My C foo is totally rusty, but if I'm not wrong, I don't see anything in the Makefile.am why this file should be excluded from compilation:

[pixie->libsodium]grep -B20 ed25519/ref10/ed25519_ref10.c Makefile.am 
lib_LTLIBRARIES = \
    libsodium.la

libsodium_la_SOURCES = \
    crypto_aead/chacha20poly1305/sodium/aead_chacha20poly1305.c \
    crypto_aead/xchacha20poly1305/sodium/aead_xchacha20poly1305.c \
    crypto_auth/crypto_auth.c \
    crypto_auth/hmacsha256/auth_hmacsha256.c \
    crypto_auth/hmacsha512/auth_hmacsha512.c \
    crypto_auth/hmacsha512256/auth_hmacsha512256.c \
    crypto_box/crypto_box.c \
    crypto_box/crypto_box_easy.c \
    crypto_box/crypto_box_seal.c \
    crypto_box/curve25519xsalsa20poly1305/box_curve25519xsalsa20poly1305.c \
    crypto_core/ed25519/ref10/ed25519_ref10.c \

But when I run nm on the distributed .so file, I don't see the symbol.

lvh commented 3 years ago

What happens if you build the package via apt-src?

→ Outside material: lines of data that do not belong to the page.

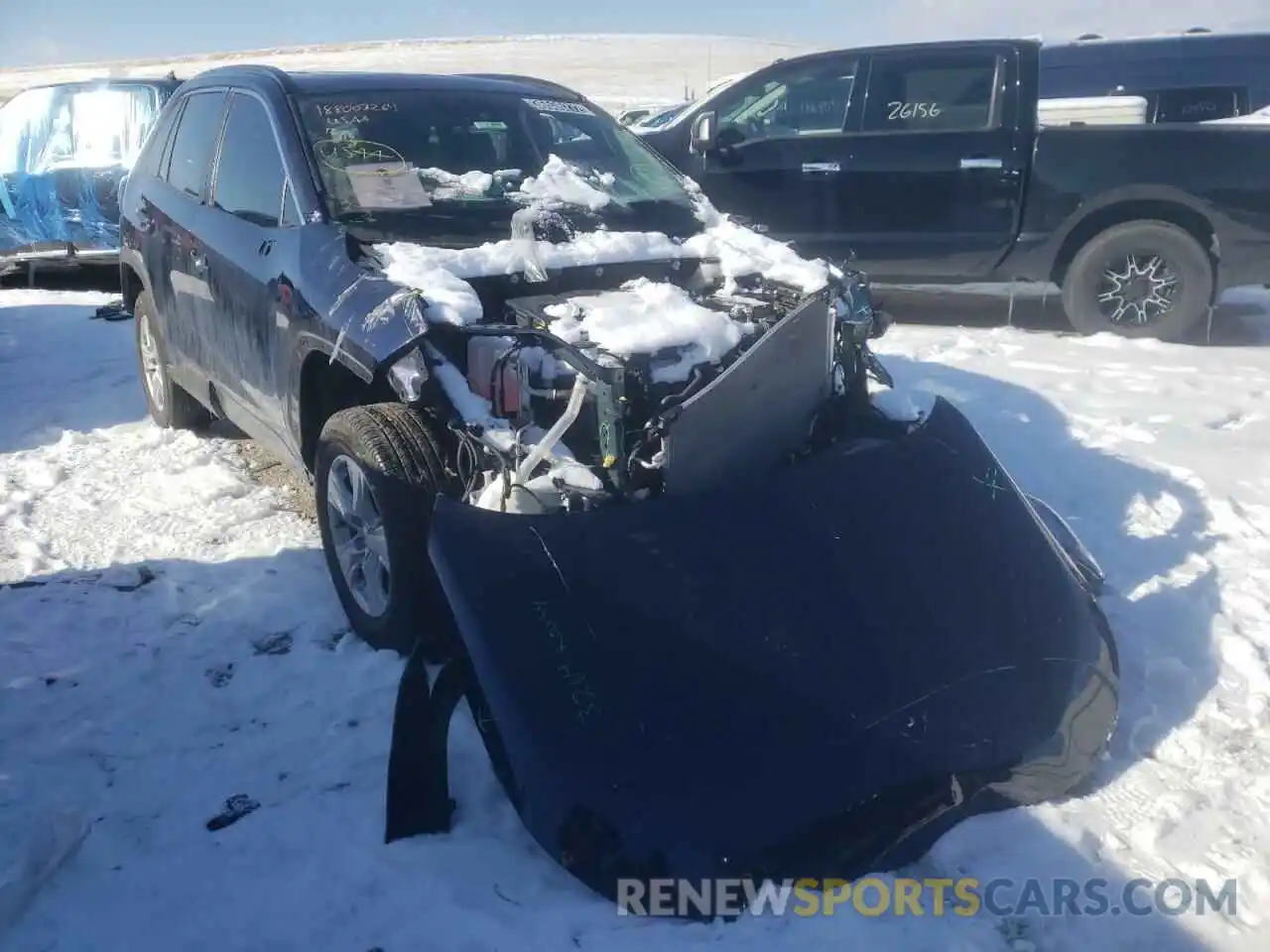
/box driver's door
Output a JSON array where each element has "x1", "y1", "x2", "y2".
[{"x1": 690, "y1": 54, "x2": 856, "y2": 254}]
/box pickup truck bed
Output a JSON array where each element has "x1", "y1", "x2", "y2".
[{"x1": 641, "y1": 41, "x2": 1270, "y2": 339}]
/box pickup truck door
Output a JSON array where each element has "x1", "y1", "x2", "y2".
[
  {"x1": 685, "y1": 54, "x2": 857, "y2": 254},
  {"x1": 837, "y1": 44, "x2": 1035, "y2": 281}
]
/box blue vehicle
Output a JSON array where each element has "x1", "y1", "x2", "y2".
[
  {"x1": 119, "y1": 66, "x2": 1119, "y2": 913},
  {"x1": 0, "y1": 76, "x2": 181, "y2": 282}
]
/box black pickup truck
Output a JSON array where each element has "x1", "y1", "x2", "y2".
[{"x1": 641, "y1": 41, "x2": 1270, "y2": 339}]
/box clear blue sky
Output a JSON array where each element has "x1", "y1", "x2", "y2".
[{"x1": 0, "y1": 0, "x2": 1270, "y2": 68}]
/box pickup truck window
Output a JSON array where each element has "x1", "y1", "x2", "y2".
[
  {"x1": 168, "y1": 91, "x2": 225, "y2": 198},
  {"x1": 214, "y1": 92, "x2": 287, "y2": 228},
  {"x1": 863, "y1": 52, "x2": 998, "y2": 132},
  {"x1": 715, "y1": 58, "x2": 856, "y2": 142},
  {"x1": 1156, "y1": 86, "x2": 1239, "y2": 122}
]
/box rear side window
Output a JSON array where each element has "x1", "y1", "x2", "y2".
[
  {"x1": 136, "y1": 98, "x2": 181, "y2": 178},
  {"x1": 168, "y1": 91, "x2": 225, "y2": 198},
  {"x1": 214, "y1": 92, "x2": 287, "y2": 228},
  {"x1": 863, "y1": 52, "x2": 997, "y2": 132},
  {"x1": 1156, "y1": 86, "x2": 1239, "y2": 122}
]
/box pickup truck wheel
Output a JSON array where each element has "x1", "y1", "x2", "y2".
[
  {"x1": 1063, "y1": 221, "x2": 1214, "y2": 340},
  {"x1": 132, "y1": 291, "x2": 212, "y2": 430},
  {"x1": 314, "y1": 404, "x2": 457, "y2": 661}
]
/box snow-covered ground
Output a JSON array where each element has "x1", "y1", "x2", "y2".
[
  {"x1": 0, "y1": 279, "x2": 1270, "y2": 952},
  {"x1": 0, "y1": 35, "x2": 809, "y2": 110}
]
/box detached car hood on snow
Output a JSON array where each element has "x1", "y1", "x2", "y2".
[{"x1": 414, "y1": 400, "x2": 1116, "y2": 896}]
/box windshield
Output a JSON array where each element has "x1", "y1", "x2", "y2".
[
  {"x1": 0, "y1": 83, "x2": 159, "y2": 176},
  {"x1": 640, "y1": 103, "x2": 693, "y2": 130},
  {"x1": 293, "y1": 90, "x2": 695, "y2": 244}
]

schaueho commented 2 years ago

Sorry for not following up earlier, I was away on vacation. I just build the package via debian/rules build. If I then take a look at the symbols, I get the same result:

[pixie->libsodium-1.0.18]nm -gD ./build/src/libsodium/.libs/libsodium.so | grep ristretto
000000000002d170 T crypto_core_ristretto255_add
000000000002d3b0 T crypto_core_ristretto255_bytes
000000000002d2d0 T crypto_core_ristretto255_from_hash
000000000002d3d0 T crypto_core_ristretto255_hashbytes
000000000002d140 T crypto_core_ristretto255_is_valid_point
000000000002d3c0 T crypto_core_ristretto255_nonreducedscalarbytes
000000000002d2e0 T crypto_core_ristretto255_random
000000000002d370 T crypto_core_ristretto255_scalar_add
000000000002d360 T crypto_core_ristretto255_scalar_complement
000000000002d340 T crypto_core_ristretto255_scalar_invert
000000000002d390 T crypto_core_ristretto255_scalar_mul
000000000002d350 T crypto_core_ristretto255_scalar_negate
000000000002d330 T crypto_core_ristretto255_scalar_random
000000000002d3a0 T crypto_core_ristretto255_scalar_reduce
000000000002d380 T crypto_core_ristretto255_scalar_sub
000000000002d3e0 T crypto_core_ristretto255_scalarbytes
000000000002d220 T crypto_core_ristretto255_sub
000000000002ed60 T crypto_scalarmult_ristretto255
000000000002edf0 T crypto_scalarmult_ristretto255_base
000000000002ee50 T crypto_scalarmult_ristretto255_bytes
000000000002ee60 T crypto_scalarmult_ristretto255_scalarbytes

It looks like the sourcefile crypto_core/ed25519/ref10/ed25519_ref10.c is getting compiled, at least I see a reference in the Makefile that uses it to compile a crypto_core/ed25519/ref10/libsodium_la-ed25519_ref10.lo which I do find in the build directory. I guess it for whatever reasons just never linked into the .so file? I'm getting lost in the autoconf generated Makefile, sorry.